Community Dialogue on “Freedom and Our Founding: What do they mean for us today?"
Tuesday, March 22 from 7-8:30pm, The Kane Forum, Edward R. Leahy, Jr. Hall, The University of Scranton
Members of the University and great Scranton community are invited to join for a nonpartisan political dialogue on "Freedom and Our Founding: What do they mean for us today?". This community dialogue will involve facilitated small-group structured dialogues that allow participants to reflect on freedom and the founding and our role as citizens in a democracy. Participants will have a chance to consider brief excerpts from founding related readings, share their own experience and perspectives on issues that relate to freedom and equality today, listen to others’ views and engage in conversation.
This dialogue event is a part of the "Scranton's Story, Our Nation's Story" project and is a collaboration of The University of Scranton with the Black Scranton Project, Lackawanna County Arts and Culture Department, The Lackawanna Historical Society, Scranton Public Library, The Greater Scranton MLK Commission, Scranton Area Ministerium, and WVIA with the support of additional project partner organizations.

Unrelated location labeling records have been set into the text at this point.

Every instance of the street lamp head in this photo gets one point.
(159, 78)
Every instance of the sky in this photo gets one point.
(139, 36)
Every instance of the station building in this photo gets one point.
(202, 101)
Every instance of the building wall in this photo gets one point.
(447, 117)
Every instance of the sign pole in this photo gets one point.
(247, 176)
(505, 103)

For more information about this project and other upcoming events, please visit www.scranton.edu/scrantonstory
“Scranton’s Story, Our Nation’s Story” has been made possible in part by a major grant from the National Endowment for the Humanities: Democracy demands wisdom.

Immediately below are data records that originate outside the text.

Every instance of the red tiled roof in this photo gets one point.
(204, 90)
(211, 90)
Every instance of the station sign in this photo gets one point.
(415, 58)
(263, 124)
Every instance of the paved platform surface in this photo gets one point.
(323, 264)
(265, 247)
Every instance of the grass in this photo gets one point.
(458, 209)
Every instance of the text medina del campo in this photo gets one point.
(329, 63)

Any views, findings, conclusions, or recommendations expressed in this project do not necessarily represent those of the National Endowment for the Humanities.

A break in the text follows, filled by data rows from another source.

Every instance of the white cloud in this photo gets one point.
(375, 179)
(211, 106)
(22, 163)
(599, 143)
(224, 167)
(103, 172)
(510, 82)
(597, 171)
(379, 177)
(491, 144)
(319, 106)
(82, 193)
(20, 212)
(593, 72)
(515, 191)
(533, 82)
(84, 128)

Past Community Dialogue Events
Wednesday, May 5 from 6-7:30pm via Zoom
Community members joined a Jane Jacobs inspired community conversation focusing on questions and themes she raised in a seminal 1987 letter to the City about “what Scranton is, has been, and can be.”
This special community dialogue event was a part of the Observe Scranton “Jane Jacob’s First City Festival,” a weeklong celebration of Jane Jacobs’s life and legacy. The festival events took place in Scranton, PA and virtually from May 4, 2021 through May 8, 2021. For more information about Observe Scranton and the festival events, please visit https://observescranton.org/.
Sponsored by The University of Scranton and The Center for the Living City in partnership with United Neighborhood Centers of NEPA, NeighborWorks of NEPA, Scranton Tomorrow, Valley in Motion, the Greater Scranton MLK Commission, and the Scranton Area Ministerium
Virtual Community Dialogue Connects Participants in Community
In a time of physical distancing, University of Scranton faculty, staff, and community partners lead an effort to collect and share residents’ stories of resiliency and strength. This effort began with a virtual Community Dialogue on April 29, 2020.
The event "Finding Community Amid Coronavirus: An Online Dialogue: Drawing Strengths from the Past to Inform Today’s Challenges" drew over 30 participants together to share their own personal stories of strength and to learn from other community members. Participants joining from a range of backgrounds, spanning generations and across diverse racial/ethnic identities, came together in dialogue as members of our shared community.
This Community Dialogue event allowed participants to find connection during a time of physical distancing. Through the course of shared dialogue, participants and facilitators alike discovered that although our challenges are unique, we all share common ground. Hearing the authentic stories from others truly fostered connection and provided a new perspective on the challenges that we are all facing together in this unique time.
Second Virtual Community Dialogue Held on June 3
The second virtual dialogue “Finding Community Amid Coronavirus: Identifying What We Value and Seeing the Possibilities Ahead” engaged participants in reflection to identify important lessons that can be found in our current unique circumstances. This virtual dialogue offered participants a space to look within themselves during the current circumstances and to learn from others in our shared community.
Members of both the University of Scranton and the broader Scranton area communities joined in the event to find connection and to listen and learn from others. This Community Dialogue is coordinated by the University’s Political Dialogues Working Group in collaboration with community partner, Valley in Motion, and is made possible by a University Strategic Initiatives Grant.